Broccoli is a nutritional powerhouse full of vitamins, minerals, fiber and antioxidants.
Good source of fibre and protein
Ingredients
Peanut oil (coconut, or avocado oil) – 2 tbsp
Tofu, extra firm ( can substitute shrimp or diced chicken) – 8–12 ounces
Sea salt – 1/2 tsp
Crushed black pepper – 1/2 tsp
Onion chopped – 1
Garlic cloves chopped – 4
Ginger chopped – 2 tsp
Broccoli cut into small florets – 3-4 cups
Water or chinese cooking wine – 1/4 cup
Dried chillies broken – 3-6
For stir fry sauce
Soy sauce (or Braggs Liquid Aminos, or organic coconut aminos) – 3 tbsp
Rice Vinegar – 1 tbsp
Sesame oil – 2 tsp
Chili paste – 1 tbsp
1/4 teaspoon white pepper (optional)
Instructions
TOFU: Press tofu lightly with paper towels and cut into 1-inch cubes. Heat oil in a skillet or wok over medium heat.

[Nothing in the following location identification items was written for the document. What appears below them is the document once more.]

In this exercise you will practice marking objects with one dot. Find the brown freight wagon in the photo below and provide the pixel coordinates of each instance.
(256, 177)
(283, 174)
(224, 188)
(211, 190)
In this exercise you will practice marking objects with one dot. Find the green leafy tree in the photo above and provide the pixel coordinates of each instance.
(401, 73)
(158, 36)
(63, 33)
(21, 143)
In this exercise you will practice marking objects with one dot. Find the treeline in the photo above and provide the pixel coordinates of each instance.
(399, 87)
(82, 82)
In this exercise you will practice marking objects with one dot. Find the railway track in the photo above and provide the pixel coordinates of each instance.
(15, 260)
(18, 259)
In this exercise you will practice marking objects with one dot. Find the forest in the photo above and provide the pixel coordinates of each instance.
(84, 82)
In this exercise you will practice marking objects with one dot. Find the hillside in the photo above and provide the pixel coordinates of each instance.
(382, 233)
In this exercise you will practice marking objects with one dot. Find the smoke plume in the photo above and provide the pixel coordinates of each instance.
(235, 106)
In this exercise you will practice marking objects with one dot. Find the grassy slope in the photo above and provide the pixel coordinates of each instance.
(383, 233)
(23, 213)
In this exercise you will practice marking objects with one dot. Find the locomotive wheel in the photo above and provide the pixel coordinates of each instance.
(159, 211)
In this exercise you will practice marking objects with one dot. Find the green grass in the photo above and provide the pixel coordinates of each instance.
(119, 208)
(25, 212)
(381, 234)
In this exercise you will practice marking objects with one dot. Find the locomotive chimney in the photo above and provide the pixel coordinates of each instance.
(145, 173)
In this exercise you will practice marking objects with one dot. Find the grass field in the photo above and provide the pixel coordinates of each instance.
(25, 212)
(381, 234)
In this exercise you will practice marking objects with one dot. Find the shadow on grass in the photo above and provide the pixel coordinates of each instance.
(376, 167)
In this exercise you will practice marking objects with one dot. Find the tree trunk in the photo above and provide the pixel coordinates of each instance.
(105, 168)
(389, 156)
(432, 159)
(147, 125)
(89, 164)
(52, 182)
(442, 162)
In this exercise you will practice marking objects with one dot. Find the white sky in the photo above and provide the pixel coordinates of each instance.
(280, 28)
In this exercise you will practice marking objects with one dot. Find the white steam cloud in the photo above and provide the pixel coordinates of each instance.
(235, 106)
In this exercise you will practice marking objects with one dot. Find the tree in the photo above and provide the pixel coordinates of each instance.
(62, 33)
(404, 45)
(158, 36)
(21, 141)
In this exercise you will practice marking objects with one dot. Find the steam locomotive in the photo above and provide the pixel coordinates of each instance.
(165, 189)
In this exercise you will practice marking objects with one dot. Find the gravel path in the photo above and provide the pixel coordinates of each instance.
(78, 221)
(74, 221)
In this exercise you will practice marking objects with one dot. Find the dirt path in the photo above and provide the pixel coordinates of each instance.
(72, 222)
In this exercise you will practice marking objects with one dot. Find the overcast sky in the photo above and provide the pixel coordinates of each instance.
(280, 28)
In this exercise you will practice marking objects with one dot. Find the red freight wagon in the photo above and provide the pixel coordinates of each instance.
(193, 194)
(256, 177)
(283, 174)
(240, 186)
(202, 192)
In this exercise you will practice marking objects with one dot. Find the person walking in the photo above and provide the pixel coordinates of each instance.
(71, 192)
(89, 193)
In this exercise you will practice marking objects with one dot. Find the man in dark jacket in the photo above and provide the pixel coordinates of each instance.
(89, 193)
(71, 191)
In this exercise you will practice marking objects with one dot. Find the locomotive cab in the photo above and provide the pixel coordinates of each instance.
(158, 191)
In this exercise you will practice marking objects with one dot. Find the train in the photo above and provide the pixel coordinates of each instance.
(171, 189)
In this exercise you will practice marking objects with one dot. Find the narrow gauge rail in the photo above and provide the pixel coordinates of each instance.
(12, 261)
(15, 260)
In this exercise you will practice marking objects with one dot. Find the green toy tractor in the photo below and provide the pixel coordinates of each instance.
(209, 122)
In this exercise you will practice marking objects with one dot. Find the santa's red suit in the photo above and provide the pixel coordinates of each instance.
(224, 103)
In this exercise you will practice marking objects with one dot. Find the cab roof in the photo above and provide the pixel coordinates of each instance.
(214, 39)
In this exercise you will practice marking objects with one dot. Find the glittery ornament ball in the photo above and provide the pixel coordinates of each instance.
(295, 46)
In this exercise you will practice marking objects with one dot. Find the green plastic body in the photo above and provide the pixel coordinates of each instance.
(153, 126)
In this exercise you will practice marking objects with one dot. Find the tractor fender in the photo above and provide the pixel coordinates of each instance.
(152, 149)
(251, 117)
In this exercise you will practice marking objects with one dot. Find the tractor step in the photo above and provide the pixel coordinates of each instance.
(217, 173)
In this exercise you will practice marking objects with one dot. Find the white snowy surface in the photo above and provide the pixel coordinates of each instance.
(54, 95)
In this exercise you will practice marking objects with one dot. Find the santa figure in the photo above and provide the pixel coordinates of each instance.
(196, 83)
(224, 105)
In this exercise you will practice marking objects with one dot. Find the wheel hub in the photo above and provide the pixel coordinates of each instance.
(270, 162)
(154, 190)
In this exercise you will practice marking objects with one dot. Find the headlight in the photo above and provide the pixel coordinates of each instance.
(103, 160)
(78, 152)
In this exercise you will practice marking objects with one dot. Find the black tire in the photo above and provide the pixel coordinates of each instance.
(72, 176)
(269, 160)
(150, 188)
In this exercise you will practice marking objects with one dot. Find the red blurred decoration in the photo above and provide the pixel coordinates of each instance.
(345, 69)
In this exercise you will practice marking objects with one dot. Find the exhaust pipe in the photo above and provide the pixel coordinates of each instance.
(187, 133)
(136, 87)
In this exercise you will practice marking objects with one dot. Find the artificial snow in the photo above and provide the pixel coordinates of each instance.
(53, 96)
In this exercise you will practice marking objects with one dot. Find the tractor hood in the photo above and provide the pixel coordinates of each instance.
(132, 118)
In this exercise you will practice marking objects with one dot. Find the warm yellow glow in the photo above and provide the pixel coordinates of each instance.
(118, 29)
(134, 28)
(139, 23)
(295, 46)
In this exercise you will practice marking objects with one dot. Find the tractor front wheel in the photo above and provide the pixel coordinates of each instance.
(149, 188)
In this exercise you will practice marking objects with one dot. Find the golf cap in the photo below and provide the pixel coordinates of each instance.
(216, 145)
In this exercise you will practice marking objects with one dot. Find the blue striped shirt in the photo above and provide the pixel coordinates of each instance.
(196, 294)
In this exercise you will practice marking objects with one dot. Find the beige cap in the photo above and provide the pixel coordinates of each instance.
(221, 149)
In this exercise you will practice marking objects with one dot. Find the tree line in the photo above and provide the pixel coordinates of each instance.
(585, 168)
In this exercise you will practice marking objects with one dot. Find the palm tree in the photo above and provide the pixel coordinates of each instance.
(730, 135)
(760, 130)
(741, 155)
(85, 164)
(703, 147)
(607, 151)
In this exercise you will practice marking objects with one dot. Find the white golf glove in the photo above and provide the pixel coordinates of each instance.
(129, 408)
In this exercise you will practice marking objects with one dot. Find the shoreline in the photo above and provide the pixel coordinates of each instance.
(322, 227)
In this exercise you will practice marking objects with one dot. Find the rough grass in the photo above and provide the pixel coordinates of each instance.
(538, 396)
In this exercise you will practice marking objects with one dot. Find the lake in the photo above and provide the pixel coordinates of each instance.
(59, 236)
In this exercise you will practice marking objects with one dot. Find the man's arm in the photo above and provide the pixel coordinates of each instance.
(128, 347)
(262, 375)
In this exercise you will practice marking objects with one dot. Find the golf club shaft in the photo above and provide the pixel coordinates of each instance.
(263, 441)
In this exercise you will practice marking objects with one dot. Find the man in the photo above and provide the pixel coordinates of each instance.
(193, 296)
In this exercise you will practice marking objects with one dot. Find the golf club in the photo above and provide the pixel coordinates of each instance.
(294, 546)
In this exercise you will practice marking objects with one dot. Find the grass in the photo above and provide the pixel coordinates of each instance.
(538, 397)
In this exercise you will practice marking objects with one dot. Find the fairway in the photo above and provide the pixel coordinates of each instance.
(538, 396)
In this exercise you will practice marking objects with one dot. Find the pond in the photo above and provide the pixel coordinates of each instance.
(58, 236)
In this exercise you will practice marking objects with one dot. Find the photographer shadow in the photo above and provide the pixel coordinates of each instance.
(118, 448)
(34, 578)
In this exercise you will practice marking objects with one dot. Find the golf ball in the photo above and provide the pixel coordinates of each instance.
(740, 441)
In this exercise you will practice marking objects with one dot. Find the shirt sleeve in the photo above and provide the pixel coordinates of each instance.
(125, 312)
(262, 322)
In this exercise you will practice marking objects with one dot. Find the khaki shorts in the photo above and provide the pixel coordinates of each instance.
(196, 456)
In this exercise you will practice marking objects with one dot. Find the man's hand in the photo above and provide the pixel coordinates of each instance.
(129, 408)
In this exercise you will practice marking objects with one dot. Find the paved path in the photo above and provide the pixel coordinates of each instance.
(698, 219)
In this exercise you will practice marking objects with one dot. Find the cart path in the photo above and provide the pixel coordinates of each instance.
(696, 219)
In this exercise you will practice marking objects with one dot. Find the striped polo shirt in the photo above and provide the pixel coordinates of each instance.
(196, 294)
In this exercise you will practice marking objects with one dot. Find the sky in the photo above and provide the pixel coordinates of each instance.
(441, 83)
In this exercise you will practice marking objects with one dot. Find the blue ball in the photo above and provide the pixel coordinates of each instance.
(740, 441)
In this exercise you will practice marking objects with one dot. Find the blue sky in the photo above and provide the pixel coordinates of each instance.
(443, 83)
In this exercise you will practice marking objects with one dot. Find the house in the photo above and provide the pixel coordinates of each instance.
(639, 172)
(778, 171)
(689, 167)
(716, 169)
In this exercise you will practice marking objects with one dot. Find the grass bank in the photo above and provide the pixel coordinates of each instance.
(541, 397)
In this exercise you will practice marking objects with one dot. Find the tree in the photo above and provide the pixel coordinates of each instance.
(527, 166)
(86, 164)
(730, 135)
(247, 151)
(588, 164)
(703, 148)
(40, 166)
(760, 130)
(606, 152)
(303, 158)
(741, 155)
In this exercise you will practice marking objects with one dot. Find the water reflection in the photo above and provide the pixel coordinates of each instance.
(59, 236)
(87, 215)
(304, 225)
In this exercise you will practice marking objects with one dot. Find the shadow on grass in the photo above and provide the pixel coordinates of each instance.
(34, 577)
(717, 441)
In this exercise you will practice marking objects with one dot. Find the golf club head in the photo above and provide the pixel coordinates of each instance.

Sprinkle the oil generously with salt and pepper and give it a swirl. Add the tofu and let it form a crispy crust about 5 minutes- let it naturally release from the pan. Turn it over and crisp up the other side. Place on a paper towel.
(or)
CHICKEN: Pat dry 3/4 inch-cubed chicken. Make sure to season the hot oil generously with salt and pepper, swirling.
Add the chicken and stir fry until cooked all the way through, over medium-ish heat. Set aside on a paper towel, continue on with the recipe, and add this back in at the end.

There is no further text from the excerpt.